Mr Godwin Emefiele, Governor of the Central Bank of Nigeria (CBN), stated on Friday that the steady rise in headline inflation from 15.60% in January to 20.77% in September was consistent with global trends.
Emefiele made the remarks at the 57th Annual Bankers Dinner, held on Friday in Lagos by the Chartered Institute of Bankers Nigeria (CIBN).
The dinner’s theme, “Radical Responses to Abnormal Episodes: Time for Innovative Decision-making,” was timely and appropriate.
He also stated that headline inflation rose to 20.77 per cent in September, indicating an eight-month uptick. The upward momentum came after a period of decline in 2021 due to balanced monetary policy actions.
According to him, upside pressure on consumer inflation resurfaced this year as global conditions exacerbated existing local imbalances, undermining price stability.
“Food remains the major component of domestic consumer price basket. The annualised uptick in headline inflation mirrors the 6.21 percentage points upsurge in food inflation to 23.34 per cent in September.
“In addition to harsh global spill overs, exchange rate adjustments and imported inflation; inflation was also driven by local factors such as farmer herder clashes in parts of the food belt region,” he said.
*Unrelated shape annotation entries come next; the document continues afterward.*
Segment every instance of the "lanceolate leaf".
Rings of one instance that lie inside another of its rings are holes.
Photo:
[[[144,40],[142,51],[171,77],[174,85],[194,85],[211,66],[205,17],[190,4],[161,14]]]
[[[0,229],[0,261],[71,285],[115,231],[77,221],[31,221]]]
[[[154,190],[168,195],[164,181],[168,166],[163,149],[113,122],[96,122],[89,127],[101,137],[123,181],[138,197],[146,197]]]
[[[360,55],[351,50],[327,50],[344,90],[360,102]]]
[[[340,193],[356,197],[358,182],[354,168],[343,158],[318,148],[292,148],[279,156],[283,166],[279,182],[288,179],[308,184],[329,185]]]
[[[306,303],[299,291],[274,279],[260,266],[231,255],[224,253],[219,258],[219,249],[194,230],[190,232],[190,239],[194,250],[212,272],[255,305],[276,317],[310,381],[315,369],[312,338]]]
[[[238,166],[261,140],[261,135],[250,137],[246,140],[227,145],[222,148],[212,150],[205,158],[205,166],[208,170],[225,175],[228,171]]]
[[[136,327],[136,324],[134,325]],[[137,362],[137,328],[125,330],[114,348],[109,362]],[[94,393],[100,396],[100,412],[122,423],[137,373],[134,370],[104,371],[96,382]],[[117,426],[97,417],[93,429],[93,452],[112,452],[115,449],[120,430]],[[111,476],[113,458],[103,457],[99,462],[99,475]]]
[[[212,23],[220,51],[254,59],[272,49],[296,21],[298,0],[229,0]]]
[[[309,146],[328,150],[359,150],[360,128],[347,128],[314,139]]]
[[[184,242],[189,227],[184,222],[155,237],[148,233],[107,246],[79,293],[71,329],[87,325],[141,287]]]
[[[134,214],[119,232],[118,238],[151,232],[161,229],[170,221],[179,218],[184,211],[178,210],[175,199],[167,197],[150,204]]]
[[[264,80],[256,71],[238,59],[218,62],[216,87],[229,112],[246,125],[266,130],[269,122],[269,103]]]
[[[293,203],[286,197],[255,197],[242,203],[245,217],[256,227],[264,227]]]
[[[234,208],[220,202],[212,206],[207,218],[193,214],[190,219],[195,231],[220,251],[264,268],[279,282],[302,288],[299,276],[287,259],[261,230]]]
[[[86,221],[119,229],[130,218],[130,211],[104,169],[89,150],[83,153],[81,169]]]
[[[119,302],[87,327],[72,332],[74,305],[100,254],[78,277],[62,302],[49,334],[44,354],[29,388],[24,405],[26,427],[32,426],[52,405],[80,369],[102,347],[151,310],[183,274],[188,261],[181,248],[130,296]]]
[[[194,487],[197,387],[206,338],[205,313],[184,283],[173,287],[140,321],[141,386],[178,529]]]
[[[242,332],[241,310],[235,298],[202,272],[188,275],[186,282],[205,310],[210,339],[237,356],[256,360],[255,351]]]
According to Emefiele, the world economy experienced the most significant downturn since the Great Depression in early 2020, following the unexpected outbreak of the COVID-19 pandemic.
According to him, the effect will reduce global GDP by about 3.1% in 2020, and commodity prices will be volatile as the price of crude oil falls by more than 70%.
The CBN governor also claimed that as the world struggled to return to pre-pandemic levels, the global economy was hit yet again by the outbreak of the Russian-Ukraine war.
“The subsequent strengthening of the US dollar further aggravated inflationary pressures, along with a weakening of currencies, and depletion of external reserves in many emerging market countries.
“Today close to 80 per cent of countries have reported heightened inflationary pressures due to a confluence of some of the factors mentioned above,” said Emefiele.
“In fact, the short-term global growth projections by the IMF have been downgraded three times in 2022 and is likely to be below the 3.2 per cent and 2.7 per cent estimates for 2022 and 2023, respectively.
“Average growth among advanced economies is projected to plunge from 5.2 per cent in 2021 to 2.4 per cent in 2022 and 1.1 per cent in 2023.“Estimated output growth in emerging markets, is expected to slow from 6.6 per cent in 2021 to 3.7 per cent apiece in 2022 and 2023,” he said.
The leader of the central bank also pointed out that, in light of many countries’ food, energy, and cost-of-living crises, there were growing restrictions on food exports from many countries.
“As at the last count, about 23 countries, mainly in advanced economies, according to the World Bank have banned the export of 33 food items. Seven other countries have additionally implemented various measures to limit food exports,” Emefiele said.